Mary Howe (interview sur le podcast On Being)
Pour l’atelier d’hier, j’ai fait moi-même l’exercice, et j’ai cité en exemple mon propre éclat de réalité :
une paire de chaussettes sur le parquet à côté d’une valise ouverte.
Quand je l’ai écrit je me suis dit “non mais c’est nul, je vais le donner en exemple comme ça la barre sera placée bas”. Et en le relisant une heure plus tard, je me suis rendue compte du pouvoir de cette image, telle quelle, intouchée par mes interprétations et mes tribulations intérieures.
J’aurais pu dire “Je vois les chaussettes de mon amoureux posées au sol, à côté de sa valise qui est restée ouverte parce qu’il repart déjà demain”.
ou “Les chaussettes sales posées à côté de sa valise, telles deux animaux épuisés par la course folle qu’on a faite, hier dans les montagnes. ”
Et les deux donnent une ambiance complètement différente, mais ça ne crée pas du tout le même effet de curiosité.
Une paire de chaussettes sur le parquet, à côté d’une valise ouverte, ça pose plein de questions, ça ouvre des portes dans nos têtes. Ça laisse de la place à se déployer, à la complexité et à la beauté de ce qui est là, avant les jugements, les émotions, les idées.
Se laisser toucher par la perfection du monde, avant qu’il ne soit réduit et interprété.
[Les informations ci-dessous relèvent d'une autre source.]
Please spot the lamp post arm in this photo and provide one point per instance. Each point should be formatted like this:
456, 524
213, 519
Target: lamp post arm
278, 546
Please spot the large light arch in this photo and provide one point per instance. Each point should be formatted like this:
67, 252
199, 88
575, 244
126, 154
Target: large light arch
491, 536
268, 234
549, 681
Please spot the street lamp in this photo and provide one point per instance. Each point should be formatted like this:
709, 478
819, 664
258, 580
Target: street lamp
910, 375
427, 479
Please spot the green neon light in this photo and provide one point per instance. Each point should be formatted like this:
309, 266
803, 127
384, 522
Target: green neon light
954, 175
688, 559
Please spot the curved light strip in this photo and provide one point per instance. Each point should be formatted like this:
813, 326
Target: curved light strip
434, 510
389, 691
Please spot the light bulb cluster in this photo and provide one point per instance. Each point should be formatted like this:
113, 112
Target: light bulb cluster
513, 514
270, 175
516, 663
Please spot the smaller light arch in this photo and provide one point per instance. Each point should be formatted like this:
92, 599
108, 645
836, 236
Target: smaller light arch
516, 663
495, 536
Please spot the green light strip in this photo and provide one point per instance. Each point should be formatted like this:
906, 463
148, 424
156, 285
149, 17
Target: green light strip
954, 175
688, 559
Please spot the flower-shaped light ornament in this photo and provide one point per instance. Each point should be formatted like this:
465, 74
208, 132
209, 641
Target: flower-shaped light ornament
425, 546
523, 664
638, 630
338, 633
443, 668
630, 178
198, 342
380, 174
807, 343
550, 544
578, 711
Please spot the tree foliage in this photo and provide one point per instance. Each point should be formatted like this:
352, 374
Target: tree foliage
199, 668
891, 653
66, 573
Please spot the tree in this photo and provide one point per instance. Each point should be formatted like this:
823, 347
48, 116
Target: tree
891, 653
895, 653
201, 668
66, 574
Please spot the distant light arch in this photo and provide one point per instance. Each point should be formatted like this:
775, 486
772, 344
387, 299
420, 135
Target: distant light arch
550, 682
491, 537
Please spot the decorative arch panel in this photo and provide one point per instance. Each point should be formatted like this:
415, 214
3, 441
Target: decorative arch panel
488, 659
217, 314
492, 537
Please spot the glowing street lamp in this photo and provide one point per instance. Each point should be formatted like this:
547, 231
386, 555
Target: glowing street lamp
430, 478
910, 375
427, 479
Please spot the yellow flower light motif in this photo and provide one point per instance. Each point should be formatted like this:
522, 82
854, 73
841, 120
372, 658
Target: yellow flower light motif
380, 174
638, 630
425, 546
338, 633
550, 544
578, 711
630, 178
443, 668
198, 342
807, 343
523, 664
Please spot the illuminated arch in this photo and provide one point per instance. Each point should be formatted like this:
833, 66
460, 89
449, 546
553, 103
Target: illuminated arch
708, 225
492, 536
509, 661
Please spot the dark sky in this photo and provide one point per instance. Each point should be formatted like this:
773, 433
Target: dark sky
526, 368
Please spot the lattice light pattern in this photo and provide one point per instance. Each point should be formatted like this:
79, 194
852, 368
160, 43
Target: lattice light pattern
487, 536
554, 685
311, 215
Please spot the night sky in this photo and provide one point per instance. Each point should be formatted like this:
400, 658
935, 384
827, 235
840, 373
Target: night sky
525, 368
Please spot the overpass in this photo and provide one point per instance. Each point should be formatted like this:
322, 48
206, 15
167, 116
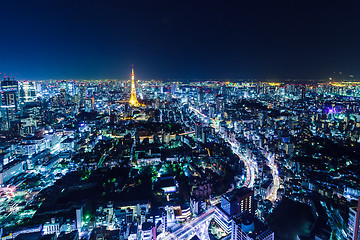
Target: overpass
198, 226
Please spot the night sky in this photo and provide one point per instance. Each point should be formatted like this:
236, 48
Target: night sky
55, 39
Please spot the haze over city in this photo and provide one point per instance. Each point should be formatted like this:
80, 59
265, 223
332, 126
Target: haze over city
179, 39
176, 120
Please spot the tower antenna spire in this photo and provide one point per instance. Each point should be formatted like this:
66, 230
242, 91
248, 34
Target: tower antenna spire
133, 100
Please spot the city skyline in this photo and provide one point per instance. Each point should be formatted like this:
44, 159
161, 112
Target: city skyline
172, 40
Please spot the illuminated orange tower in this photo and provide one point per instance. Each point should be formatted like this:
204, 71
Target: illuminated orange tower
133, 100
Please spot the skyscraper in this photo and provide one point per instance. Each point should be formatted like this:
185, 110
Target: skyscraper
354, 222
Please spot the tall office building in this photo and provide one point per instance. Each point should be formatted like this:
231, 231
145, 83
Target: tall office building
354, 222
237, 201
233, 203
246, 226
9, 103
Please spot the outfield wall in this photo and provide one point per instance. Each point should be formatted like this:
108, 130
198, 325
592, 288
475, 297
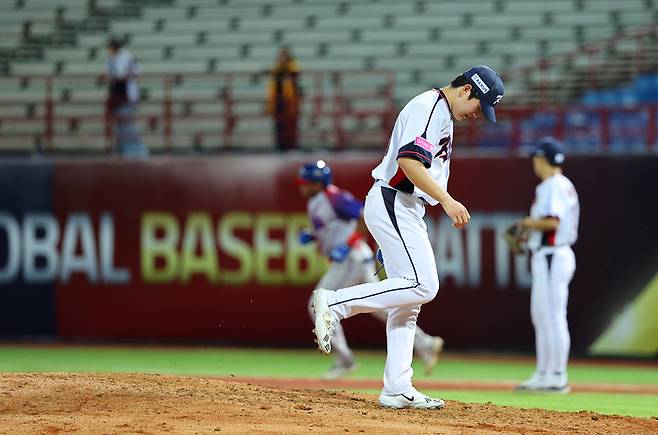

Quel cadeau.
Proposition d’exercice :
Si tu as envie de jouer avec ça, je te propose de le faire tout de suite. Regarde autour de toi et laisse toi attirer par un objet, ou un son, ou un goût. Et puis décris-le en une phrase de la façon la plus plate possible, sans réduire, comparer, analyser ou nous dire comment tu te sens. Si tu trouves ta phrase ennuyeuse, c’est bon signe!
Partage nous ton éclat de réalité dans les commentaires.
Amuse-toi !
Bonne semaine,
Laure
Si tu veux partager mais tu galères avec les commentaires, réponds juste à ce mail avec ton éclat de réalité et un pseudo de ton choix pour que je le publie. Comme ça me demande beaucoup plus de boulot, n’y recours que si tu n’arrives pas à poser ton commentaire.
J'ai adoré ta newsletter et ton invitation, Laure ; merci !
Voici mon éclat de réalité :
Le caillou arc-en-ciel posé à plat sur le pied de ma lampe. La grue en origami reposant sur son aile droite, bec pointé vers le bureau. Les crayons et stylos pointant tous, mine vers le plafond.
La vitre, au bord, ça file, les arbres, mon téléphone s'éteint.